Re: SQL with Spark Streaming

2015-03-11 Thread Jason Dai
Sorry typo; should be https://github.com/intel-spark/stream-sql

Thanks,
-Jason

On Wed, Mar 11, 2015 at 10:19 PM, Irfan Ahmad ir...@cloudphysics.com
wrote:

 Got a 404 on that link: https://github.com/Intel-bigdata/spark-streamsql


 *Irfan Ahmad*
 CTO | Co-Founder | *CloudPhysics* http://www.cloudphysics.com
 Best of VMworld Finalist
 Best Cloud Management Award
 NetworkWorld 10 Startups to Watch
 EMA Most Notable Vendor

 On Wed, Mar 11, 2015 at 6:41 AM, Jason Dai jason@gmail.com wrote:

 Yes, a previous prototype is available
 https://github.com/Intel-bigdata/spark-streamsql, and a talk is given at
 last year's Spark Summit (
 http://spark-summit.org/2014/talk/streamsql-on-spark-manipulating-streams-by-sql-using-spark
 )

 We are currently porting the prototype to use the latest DataFrame API,
 and will provide a stable version for people to try soon.

 Thabnks,
 -Jason


 On Wed, Mar 11, 2015 at 9:12 AM, Tobias Pfeiffer t...@preferred.jp
 wrote:

 Hi,

 On Wed, Mar 11, 2015 at 9:33 AM, Cheng, Hao hao.ch...@intel.com wrote:

  Intel has a prototype for doing this, SaiSai and Jason are the
 authors. Probably you can ask them for some materials.

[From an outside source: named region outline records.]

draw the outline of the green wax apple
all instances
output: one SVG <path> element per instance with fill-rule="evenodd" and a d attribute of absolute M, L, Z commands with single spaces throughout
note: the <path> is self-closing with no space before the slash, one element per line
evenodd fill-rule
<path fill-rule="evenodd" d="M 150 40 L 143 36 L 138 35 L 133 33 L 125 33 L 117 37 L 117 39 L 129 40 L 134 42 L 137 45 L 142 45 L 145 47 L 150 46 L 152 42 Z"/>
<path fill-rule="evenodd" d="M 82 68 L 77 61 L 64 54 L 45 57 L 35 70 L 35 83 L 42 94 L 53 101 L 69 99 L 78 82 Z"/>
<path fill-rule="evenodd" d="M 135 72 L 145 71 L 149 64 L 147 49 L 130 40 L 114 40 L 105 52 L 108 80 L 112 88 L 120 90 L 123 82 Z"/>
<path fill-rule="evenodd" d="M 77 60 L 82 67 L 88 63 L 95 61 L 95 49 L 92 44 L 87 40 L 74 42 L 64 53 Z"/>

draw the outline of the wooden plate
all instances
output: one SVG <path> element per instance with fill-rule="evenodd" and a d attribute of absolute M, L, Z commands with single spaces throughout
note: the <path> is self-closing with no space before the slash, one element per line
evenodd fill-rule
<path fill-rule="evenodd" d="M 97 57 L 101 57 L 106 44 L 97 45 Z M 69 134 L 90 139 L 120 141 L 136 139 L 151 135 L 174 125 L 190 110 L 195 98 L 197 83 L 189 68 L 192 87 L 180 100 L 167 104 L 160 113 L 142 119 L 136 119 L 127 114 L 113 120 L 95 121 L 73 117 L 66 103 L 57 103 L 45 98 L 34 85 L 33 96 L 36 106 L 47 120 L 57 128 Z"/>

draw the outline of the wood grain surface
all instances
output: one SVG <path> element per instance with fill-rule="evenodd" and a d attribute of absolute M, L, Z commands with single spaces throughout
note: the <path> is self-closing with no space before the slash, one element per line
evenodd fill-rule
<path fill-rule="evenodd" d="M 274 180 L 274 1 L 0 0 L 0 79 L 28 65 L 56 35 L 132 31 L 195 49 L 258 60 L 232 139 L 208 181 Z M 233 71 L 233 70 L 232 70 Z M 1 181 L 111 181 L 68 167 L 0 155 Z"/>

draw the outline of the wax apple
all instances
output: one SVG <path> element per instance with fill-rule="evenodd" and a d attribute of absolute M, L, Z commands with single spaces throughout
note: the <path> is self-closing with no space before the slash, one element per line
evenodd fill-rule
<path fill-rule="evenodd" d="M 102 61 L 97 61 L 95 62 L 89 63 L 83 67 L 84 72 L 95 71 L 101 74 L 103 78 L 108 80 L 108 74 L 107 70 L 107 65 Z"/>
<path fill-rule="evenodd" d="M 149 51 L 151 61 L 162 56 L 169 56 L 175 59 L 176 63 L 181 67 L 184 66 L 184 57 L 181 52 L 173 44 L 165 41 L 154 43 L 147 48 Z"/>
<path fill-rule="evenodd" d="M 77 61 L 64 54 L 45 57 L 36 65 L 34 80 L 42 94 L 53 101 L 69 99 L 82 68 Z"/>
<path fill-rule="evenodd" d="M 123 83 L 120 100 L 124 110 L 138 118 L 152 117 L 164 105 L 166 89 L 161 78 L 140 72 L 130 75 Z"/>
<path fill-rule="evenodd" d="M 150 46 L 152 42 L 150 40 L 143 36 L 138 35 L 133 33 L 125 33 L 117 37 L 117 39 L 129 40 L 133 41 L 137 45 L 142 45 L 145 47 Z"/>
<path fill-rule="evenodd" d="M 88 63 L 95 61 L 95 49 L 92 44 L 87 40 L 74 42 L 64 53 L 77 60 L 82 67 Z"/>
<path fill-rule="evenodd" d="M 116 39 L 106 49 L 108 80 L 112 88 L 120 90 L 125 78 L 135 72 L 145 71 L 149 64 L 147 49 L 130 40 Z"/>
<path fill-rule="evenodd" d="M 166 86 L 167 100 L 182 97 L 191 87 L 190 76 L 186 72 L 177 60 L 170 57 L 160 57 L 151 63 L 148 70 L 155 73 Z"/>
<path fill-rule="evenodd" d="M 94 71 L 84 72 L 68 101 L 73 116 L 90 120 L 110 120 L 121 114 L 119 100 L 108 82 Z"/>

 The github repository is here: https://github.com/intel-spark/stream-sql

 Also, what I did is writing a wrapper class SchemaDStream that
 internally holds a DStream[Row] and a DStream[StructType] (the latter
 having just one element in every RDD) and then allows to do
 - operations SchemaRDD = SchemaRDD using
 `rowStream.transformWith(schemaStream, ...)`
 - in particular you can register this stream's data as a table this way
 - and via a companion object with a method `fromSQL(sql: String):
 SchemaDStream` you can get a new stream from previously registered tables.

 However, you are limited to batch-internal operations, i.e., you can't
 aggregate across batches.

 I am not able to share the code at the moment, but will within the next
 months. It is not very advanced code, though, and should be easy to
 replicate. Also, I have no idea about the performance of transformWith

 Tobias






Re: SQL with Spark Streaming

2015-03-11 Thread Irfan Ahmad
Got a 404 on that link: https://github.com/Intel-bigdata/spark-streamsql


*Irfan Ahmad*
CTO | Co-Founder | *CloudPhysics* http://www.cloudphysics.com
Best of VMworld Finalist
Best Cloud Management Award
NetworkWorld 10 Startups to Watch
EMA Most Notable Vendor

On Wed, Mar 11, 2015 at 6:41 AM, Jason Dai jason@gmail.com wrote:

 Yes, a previous prototype is available
 https://github.com/Intel-bigdata/spark-streamsql, and a talk is given at
 last year's Spark Summit (
 http://spark-summit.org/2014/talk/streamsql-on-spark-manipulating-streams-by-sql-using-spark
 )

 We are currently porting the prototype to use the latest DataFrame API,
 and will provide a stable version for people to try soon.

 Thabnks,
 -Jason


 On Wed, Mar 11, 2015 at 9:12 AM, Tobias Pfeiffer t...@preferred.jp wrote:

 Hi,

 On Wed, Mar 11, 2015 at 9:33 AM, Cheng, Hao hao.ch...@intel.com wrote:

  Intel has a prototype for doing this, SaiSai and Jason are the
 authors. Probably you can ask them for some materials.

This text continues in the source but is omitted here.